Rents are too High

This morning I had a few hours to take a walk around the block from my hotel in Washington, DC. Two blocks south, I tried to stop in to visit Joe, but I was told he was on a Ticket to Paradise in Bali. Oh, well, next time.

But there were many other visitors. Here was a group protesting high rents in the city. I don’t think anybody listened much to them.

Just one block north from that spot, a two-minute walk away, is McPherson Square. The whole park is one big tent city. This is the reality of the capital of the wealthiest nation in the world – two blocks away from the White House.

I guess the rents are too high.

American Airlines Sucks

I hate to say this, but American Airlines sucks.

I have flown over 2.5 million miles on American over a period of about 30 years. I was in the top elite tier (Executive Platinum) for many years and the Covid travel crash bumped me off and now I am a “mere” lifetime Platinum member. So I still get some perks.

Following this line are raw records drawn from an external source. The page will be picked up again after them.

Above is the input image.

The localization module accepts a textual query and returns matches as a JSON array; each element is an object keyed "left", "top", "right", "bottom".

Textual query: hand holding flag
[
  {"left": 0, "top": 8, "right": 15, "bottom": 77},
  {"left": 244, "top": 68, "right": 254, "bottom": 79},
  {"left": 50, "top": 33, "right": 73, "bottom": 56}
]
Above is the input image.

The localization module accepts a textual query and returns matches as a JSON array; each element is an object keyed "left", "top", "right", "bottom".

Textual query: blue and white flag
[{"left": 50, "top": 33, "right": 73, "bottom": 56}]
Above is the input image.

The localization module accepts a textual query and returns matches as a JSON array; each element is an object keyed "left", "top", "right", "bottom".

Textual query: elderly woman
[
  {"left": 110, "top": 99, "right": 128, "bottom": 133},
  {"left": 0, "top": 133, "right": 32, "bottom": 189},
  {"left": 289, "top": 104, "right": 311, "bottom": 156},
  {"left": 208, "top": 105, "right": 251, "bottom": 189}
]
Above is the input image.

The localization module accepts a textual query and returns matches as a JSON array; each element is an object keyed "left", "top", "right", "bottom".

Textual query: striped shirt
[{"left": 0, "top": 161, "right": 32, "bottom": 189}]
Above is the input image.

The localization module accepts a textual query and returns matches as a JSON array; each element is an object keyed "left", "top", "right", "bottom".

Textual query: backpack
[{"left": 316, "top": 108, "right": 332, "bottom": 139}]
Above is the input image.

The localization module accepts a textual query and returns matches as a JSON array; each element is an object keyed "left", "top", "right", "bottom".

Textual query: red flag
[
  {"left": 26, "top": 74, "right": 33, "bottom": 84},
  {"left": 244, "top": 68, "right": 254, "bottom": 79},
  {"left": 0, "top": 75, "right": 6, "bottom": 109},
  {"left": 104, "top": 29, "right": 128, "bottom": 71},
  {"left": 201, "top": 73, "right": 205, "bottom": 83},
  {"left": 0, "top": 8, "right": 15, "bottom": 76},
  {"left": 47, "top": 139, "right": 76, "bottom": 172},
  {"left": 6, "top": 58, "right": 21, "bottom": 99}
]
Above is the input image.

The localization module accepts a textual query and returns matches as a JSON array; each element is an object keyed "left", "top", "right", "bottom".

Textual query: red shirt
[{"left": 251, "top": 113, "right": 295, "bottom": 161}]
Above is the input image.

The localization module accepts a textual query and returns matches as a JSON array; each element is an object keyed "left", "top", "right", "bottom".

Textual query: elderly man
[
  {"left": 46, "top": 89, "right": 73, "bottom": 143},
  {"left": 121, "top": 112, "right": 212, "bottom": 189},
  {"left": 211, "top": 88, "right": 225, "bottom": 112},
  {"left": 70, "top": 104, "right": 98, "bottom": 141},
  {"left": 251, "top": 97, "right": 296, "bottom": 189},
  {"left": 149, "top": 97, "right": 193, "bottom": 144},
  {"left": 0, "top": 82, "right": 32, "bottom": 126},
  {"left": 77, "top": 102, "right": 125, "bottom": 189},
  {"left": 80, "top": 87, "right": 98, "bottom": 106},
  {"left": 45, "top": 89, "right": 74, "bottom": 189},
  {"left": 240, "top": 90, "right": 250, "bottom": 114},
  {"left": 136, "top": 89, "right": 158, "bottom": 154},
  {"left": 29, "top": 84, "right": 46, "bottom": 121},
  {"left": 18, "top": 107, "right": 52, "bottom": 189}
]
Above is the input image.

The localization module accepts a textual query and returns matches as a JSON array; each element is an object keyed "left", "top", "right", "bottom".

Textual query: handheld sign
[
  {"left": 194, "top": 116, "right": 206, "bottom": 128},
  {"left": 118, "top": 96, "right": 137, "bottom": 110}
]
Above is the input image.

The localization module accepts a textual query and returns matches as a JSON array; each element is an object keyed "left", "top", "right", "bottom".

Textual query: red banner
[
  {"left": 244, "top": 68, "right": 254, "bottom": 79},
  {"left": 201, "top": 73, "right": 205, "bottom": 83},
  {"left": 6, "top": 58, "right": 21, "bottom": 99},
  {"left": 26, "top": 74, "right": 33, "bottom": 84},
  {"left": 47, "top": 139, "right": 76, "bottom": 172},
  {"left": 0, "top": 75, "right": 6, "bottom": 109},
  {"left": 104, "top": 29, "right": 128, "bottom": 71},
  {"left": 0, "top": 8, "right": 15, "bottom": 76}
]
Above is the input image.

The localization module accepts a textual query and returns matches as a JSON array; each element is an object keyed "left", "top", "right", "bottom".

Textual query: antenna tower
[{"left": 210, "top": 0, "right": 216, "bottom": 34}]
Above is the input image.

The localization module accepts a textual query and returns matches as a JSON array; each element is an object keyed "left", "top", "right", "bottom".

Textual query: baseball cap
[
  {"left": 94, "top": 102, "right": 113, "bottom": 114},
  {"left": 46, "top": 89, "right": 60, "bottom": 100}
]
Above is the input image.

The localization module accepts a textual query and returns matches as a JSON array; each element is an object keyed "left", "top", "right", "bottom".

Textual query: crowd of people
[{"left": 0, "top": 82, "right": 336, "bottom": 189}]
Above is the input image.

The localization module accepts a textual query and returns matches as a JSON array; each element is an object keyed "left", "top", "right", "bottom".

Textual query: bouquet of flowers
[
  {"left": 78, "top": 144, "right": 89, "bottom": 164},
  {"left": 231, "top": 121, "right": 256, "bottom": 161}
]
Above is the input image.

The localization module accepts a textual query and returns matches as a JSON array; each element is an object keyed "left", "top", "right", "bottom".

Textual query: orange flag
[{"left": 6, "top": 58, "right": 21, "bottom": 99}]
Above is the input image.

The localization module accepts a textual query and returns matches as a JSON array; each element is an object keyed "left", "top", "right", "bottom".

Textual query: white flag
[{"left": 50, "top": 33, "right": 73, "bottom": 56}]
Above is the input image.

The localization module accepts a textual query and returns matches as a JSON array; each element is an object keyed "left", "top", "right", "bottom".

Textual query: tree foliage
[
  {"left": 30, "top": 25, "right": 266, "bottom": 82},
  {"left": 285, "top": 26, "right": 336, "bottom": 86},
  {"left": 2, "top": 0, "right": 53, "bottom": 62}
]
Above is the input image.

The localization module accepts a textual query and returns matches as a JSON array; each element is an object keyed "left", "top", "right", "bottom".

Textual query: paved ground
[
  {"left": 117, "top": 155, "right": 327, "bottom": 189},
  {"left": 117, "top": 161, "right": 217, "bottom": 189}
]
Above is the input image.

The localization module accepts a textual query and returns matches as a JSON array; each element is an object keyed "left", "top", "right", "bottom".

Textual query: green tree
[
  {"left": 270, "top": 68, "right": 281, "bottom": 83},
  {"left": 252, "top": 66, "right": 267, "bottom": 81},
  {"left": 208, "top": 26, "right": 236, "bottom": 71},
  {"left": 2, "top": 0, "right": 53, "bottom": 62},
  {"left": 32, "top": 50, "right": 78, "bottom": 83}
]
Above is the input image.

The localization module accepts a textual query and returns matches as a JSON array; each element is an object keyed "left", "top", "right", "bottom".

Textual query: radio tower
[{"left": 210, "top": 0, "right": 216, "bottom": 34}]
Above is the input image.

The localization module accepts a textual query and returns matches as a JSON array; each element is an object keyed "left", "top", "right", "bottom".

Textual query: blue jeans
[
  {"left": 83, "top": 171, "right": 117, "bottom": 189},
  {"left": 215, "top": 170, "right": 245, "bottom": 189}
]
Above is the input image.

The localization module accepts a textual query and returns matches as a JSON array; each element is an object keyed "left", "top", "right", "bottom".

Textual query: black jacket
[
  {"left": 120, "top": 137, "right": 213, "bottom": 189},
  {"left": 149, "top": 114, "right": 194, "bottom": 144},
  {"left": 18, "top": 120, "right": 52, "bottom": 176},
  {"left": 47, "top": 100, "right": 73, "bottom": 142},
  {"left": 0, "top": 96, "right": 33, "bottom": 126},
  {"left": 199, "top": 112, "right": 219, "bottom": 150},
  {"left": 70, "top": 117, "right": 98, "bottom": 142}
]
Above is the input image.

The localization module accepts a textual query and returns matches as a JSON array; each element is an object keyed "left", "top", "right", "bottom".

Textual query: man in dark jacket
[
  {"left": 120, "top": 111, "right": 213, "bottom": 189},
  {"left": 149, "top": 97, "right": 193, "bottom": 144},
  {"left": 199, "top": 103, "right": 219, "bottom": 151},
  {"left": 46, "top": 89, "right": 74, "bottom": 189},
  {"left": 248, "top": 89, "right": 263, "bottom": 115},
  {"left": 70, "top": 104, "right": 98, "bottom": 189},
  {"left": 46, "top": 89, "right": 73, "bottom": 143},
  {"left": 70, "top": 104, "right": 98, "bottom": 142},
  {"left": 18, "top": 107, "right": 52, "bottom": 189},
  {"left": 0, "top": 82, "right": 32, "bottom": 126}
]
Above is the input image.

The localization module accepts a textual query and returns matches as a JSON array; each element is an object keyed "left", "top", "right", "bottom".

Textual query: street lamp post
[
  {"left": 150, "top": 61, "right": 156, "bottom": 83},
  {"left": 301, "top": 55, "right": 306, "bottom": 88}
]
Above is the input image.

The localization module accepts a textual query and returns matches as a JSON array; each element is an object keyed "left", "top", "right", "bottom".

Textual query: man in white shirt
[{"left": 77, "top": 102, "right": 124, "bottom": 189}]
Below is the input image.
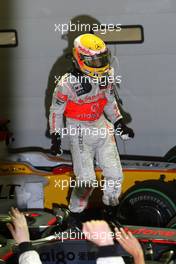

It’s always been bad and challenging to claim travel credits with American Airlines. Here is a post I made 11 years ago about how their travel vouchers are almost impossible to use. It hasn’t gotten any better – maybe worse.

A couple of months ago my wife and I were in Croatia on vacation. We flew on American, but the connector from London to Zagreb was on their partner, British Airways. We had a layover in London Heathrow. While I am at it, do not get me started on Heathrow. I HATE HEATHROW, everything about it. When going to Europe, I always try to avoid it as a stopover, but that’s another rant for another time….

While in Croatia, my wife tested positive for Covid a few hours before we needed to board our flight home out of Zagreb. She was not allowed to get on the plane. Since business and other matters required that one of us get home, we separated, she stayed marooned in a Croatian hotel for what turned out to be another 9 days, while I went home while I could – while I tested negative. The agent for British Airways told me that in order to get a flight credit, I’d better call my airline before I boarded, so I would not lose her part of the ticket. I called the elite desk for Executive Platinum at American Airlines, and after a two minute tape on how I should go online it told me that they were closed. It was a Saturday afternoon in Croatia, so it was very early AM in the U.S. Then I made another call to the general reservation line, only to get the same message after listening for a few minutes to their drivel.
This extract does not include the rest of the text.